Wednesday, February 5, 2014

Winter Adventures in Bryce Canyon National Park, Utah

         Cabin fever got you down?  Bryce Canyon National Park in southern Utah is the definitive cure for this common winter malady.  At an elevation of 8000 to 9000 feet, Bryce Canyon's rim is typically snow-covered from December to March and opportunities for winter fun abound.

Welcome to Bryce.  Tim and I arrived on January 30 and were greeted
with 50 degree temperatures and little snow.  An overnight snowfall
produced this welcoming sight on the 31st.

            If the snow is deep strap on your snowshoes to hike into the canyon and among the hoodoos—those fantastical rock formations for which Bryce is known.  Even in years of scant snowfall (this year, for instance) the Queen's Garden trail is walkable in hiking boots with good tread.  Ruby's Inn Nordic Center provides groomed cross-country ski trails near the park's northern entrance.  The trails are free and open to the public.

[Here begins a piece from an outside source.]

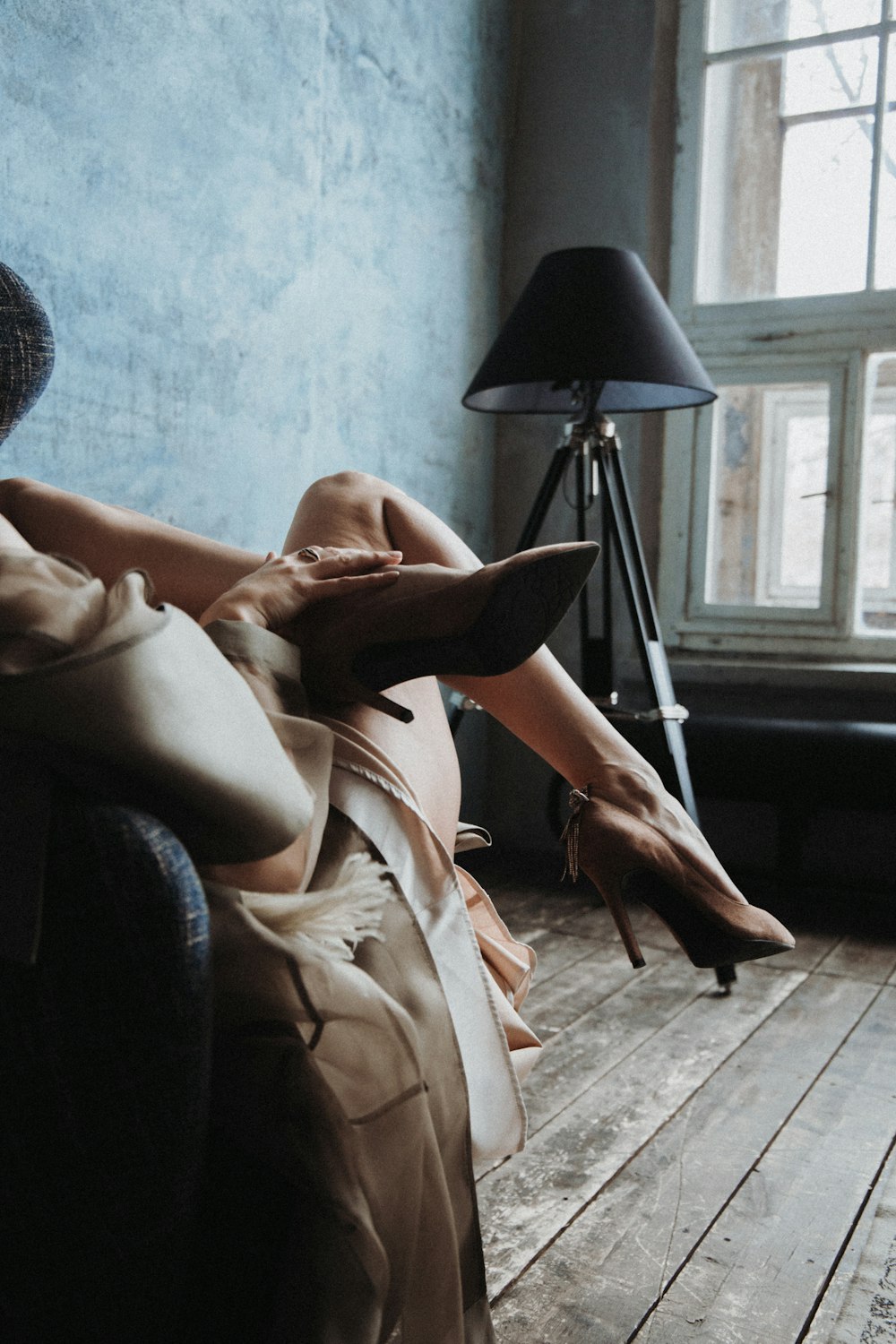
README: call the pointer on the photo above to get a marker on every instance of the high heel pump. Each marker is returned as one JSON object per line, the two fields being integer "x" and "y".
{"x": 632, "y": 838}
{"x": 438, "y": 621}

The layer-cake hoodoos of Bryce Canyon on a January day.

        Not the adventurous type?  You can still enjoy the scenery from Bryce's many viewpoints.  After a day spent enjoying Bryce Canyon's many offerings, I guarantee you'll never again dread the coming of our coldest season.
       Cabin fever?  Take the cure and visit Bryce Canyon now.  Doctor's orders.

       Enjoy these photos from last weekend's trip to Bryce:

                                                       Snowshoeing from Bryce Point

Our snowshoes are lined up and ready to go.

I'm peeking through the branches of a fallen Ponderosa Pine.

Dashing through the snow…  beneath Bryce Point viewpoint.


You may snowshoe from any park viewpoint, just don't venture too close to the rim—see photo below.

Looking back along the rim toward Fairview Point.


                                                  Cross-country skiing Ruby's Inn trail

Ruby's Inn's trails are groomed for both classic and skate cross-country skiing.


                                                            Queen's Garden Trail

A bench provides the perfect rest stop on the descent
into Bryce Canyon along the Queen's Garden trail.

Members of the Castle Country Canyoneers—our hiking club—on their
way to the arch (left) on the Queen's Garden trail.

To read about and view pictures from previous trips to Bryce Canyon National Park, visit this blog post:



    Rita, those photos rank at the top of the many stunning images that you've published in your blog over the years. I'm unable to come up with adequate words to describe the beauty of those views from the Queen's Garden Trail. If I were at that place at that time of year on a day like you and Tim experienced, the scene would be marred by the imprint of my fingernail marks as I was being forcibly dragged away from such an astonishing place!

    On a far lesser note, is it correct to assume that the groomed cross-country ski trails at Ruby's Inn Nordic Center can be provided free of charge due to public funding?

    Needless to say, I think this is an absolutely fabulous report!


  2. Hi John,

    I believe that Ruby's Inn's trails are on public land (Forest Service?) and that's why they are free to the public.
    Ruby's Inn is a mega-resort at the entrance to Bryce Canyon National Park. They have their own Nordic Center for ski rentals and they host a winter festival every year during President's Day weekend. Ruby's Inn is not really our type of place (we stay in a smaller Inn down the road) but they do a nice job on the trails and we enjoy skiing there.

    Thanks for the accolades on this report! I have to say though, that all the credit goes to the geologic wonder that is Bryce Canyon!

    I see on Steve Smith's "Mountain Wanderer" blog that you've also been on a recent snowshoe adventure—and on a very beautiful trail, too. Happy winter adventuring!